All of this has not made the head of Ingala, which also oversees migration, well loved. "I know it is hard to see a family member have to leave," says Fabian Zapata, who says the agency was forced to hire a night guard while the new rules were being created because of threats that locals wanted to burn down their offices. "But it is the only way to conserve the islands."
Locals get around the rules as they can, marrying natives for resident cards. That's what Montenegro did – though he insists it was for love. He says he has friends who have taken jobs in the highlands, as opposed to in the port, to hide from officials. Twenty percent of the population was believed to be living here without the proper documentation, before the migration regulations took effect.
Some locals agree with the restrictions. Paolo Jimenez moved here from mainland Ecuador two years ago. He has the proper paperwork now, but when it expires, if it is not renewed, he says he'll go home. "This is not just any place," says the taxi driver. "There is a responsibility."
Balancing development, conservation
The 2007 UNESCO warning drew plenty of attention to the islands conservation problems. But Edgar Munoz, director of the Galápagos National Park Service, says the international community cannot forget that people live here.
Learning how to balance environmental needs with development is a global challenge, and one question that officials say is a daily struggle.
"The people cannot look at the Galápagos as if it were inside a glass enclosure not to be touched," Mr. Munoz says. "Still we have to learn how to live with the least impact possible."
Conservationists are tackling this problem daily. Cristina Georgii, who carries out the education and sustainable development program at the Charles Darwin Foundation in Santa Cruz, works with the school system to incorporate course work on sustainability into the public school curriculum.
The government is seeking to woo fishermen into tourism jobs, so that depleted stocks, such as sea cucumbers, can be replenished. The UNESCO report says that up to 300,000 sharks are caught illegally each year in the waters of the Galápagos for the booming Asian demand for shark-fin soup. Ingala has also launched a job bank to place locals into positions, so that employers don't petition to bring workers from the mainland.

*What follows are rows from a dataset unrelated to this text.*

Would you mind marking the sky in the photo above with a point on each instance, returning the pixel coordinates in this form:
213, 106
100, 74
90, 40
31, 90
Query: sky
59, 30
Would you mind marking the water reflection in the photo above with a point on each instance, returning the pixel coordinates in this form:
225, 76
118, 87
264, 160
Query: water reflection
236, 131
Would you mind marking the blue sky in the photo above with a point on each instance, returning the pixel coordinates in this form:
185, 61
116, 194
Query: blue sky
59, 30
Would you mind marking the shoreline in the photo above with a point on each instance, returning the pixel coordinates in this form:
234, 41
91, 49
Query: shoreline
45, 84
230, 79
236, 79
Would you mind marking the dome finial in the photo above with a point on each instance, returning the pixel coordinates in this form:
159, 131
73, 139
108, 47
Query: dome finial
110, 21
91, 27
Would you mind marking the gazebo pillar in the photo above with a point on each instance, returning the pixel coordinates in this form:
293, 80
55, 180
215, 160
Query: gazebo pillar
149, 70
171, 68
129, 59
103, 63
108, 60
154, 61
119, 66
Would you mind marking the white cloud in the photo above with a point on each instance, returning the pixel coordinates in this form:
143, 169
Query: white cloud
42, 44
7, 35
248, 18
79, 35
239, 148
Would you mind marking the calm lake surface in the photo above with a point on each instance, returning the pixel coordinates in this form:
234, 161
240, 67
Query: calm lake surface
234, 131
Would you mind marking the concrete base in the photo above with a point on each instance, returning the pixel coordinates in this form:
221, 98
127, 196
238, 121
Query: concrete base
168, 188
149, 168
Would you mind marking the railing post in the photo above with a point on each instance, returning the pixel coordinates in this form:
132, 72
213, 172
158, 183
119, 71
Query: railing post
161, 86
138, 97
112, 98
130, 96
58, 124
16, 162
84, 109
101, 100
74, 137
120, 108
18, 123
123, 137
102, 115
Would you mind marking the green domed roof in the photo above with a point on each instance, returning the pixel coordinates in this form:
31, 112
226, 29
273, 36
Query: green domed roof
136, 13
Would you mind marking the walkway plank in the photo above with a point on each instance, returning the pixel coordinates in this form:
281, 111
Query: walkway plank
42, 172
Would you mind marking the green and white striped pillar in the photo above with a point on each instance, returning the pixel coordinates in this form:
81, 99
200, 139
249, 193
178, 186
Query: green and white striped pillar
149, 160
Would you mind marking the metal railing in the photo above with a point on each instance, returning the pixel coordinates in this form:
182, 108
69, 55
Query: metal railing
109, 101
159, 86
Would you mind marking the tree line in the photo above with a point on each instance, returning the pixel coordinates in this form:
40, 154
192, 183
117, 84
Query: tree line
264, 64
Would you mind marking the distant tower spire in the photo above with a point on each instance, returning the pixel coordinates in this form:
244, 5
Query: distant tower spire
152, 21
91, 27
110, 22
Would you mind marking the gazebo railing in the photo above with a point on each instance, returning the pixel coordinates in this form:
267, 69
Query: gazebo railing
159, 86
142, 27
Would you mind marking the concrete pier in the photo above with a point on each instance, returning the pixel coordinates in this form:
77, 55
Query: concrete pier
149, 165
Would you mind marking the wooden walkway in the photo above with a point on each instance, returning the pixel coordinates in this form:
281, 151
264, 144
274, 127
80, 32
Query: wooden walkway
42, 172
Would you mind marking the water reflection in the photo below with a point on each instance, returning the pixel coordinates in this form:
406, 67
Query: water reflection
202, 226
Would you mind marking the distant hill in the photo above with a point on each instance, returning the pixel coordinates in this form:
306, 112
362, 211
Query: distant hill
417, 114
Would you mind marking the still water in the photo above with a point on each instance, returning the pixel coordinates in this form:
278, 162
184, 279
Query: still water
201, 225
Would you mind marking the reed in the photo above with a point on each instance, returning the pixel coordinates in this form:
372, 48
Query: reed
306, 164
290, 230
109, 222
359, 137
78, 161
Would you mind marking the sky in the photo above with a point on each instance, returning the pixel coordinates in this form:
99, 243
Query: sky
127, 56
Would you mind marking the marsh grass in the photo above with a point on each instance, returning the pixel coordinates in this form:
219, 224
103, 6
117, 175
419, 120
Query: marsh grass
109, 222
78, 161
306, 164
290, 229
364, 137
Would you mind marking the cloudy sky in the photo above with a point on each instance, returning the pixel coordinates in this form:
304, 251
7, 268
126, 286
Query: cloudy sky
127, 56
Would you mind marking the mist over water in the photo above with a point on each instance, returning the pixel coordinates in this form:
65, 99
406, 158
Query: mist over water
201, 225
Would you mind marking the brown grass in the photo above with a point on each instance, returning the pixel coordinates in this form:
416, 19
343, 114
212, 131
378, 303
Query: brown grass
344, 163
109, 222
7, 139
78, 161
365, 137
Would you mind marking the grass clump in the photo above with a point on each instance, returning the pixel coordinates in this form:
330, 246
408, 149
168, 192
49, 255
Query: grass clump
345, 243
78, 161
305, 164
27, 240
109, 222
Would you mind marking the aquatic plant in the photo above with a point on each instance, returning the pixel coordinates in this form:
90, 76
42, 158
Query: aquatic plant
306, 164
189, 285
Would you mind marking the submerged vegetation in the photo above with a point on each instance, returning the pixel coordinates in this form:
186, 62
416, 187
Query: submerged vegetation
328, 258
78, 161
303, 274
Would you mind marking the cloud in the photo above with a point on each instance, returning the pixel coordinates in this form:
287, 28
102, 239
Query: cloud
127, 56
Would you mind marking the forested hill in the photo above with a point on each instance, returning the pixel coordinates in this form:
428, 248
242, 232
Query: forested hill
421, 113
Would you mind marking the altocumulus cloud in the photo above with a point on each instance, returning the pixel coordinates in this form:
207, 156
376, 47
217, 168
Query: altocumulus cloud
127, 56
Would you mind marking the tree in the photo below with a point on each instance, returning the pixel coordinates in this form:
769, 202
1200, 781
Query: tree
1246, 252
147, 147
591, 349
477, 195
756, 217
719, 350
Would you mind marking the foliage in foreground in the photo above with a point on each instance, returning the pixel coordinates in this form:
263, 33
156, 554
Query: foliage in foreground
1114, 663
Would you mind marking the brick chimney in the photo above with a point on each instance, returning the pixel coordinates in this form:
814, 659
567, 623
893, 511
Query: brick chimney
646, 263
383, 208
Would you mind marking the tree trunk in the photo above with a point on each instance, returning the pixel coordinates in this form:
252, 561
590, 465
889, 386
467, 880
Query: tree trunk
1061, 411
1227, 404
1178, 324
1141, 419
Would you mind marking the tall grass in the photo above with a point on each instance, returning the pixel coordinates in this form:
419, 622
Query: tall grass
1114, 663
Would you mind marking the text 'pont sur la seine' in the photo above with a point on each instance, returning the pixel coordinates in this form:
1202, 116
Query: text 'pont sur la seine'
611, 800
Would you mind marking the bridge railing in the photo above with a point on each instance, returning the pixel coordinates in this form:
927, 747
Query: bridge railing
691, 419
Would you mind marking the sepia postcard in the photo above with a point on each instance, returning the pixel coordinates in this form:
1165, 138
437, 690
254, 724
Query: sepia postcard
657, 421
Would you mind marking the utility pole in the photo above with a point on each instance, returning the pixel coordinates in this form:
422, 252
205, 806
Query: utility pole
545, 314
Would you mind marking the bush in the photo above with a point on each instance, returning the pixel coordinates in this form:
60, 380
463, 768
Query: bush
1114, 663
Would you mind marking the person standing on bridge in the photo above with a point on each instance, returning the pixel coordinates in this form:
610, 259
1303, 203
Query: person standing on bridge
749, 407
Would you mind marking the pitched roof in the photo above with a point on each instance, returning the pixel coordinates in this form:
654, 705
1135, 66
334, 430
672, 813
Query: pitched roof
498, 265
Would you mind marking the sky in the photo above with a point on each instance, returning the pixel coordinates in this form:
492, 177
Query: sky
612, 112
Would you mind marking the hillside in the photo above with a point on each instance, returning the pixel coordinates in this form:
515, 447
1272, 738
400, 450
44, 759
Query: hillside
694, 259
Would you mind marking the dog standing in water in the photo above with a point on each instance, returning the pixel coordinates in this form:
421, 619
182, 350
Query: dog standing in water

These are small steps, and much bigger ones are needed, conservationists say, including a commitment from the government to conserve the islands, but Cruz says he feels hopeful that with Ecuadorean President Rafael Correa, who ushered in a new constitution last year that enshrines the rights of nature, there is more of a commitment to the Galápagos than ever before. President Correa had highlighted the threats facing Galápagos before the UNESCO warning. "If [Correa] can't do it, no one can," says Cruz.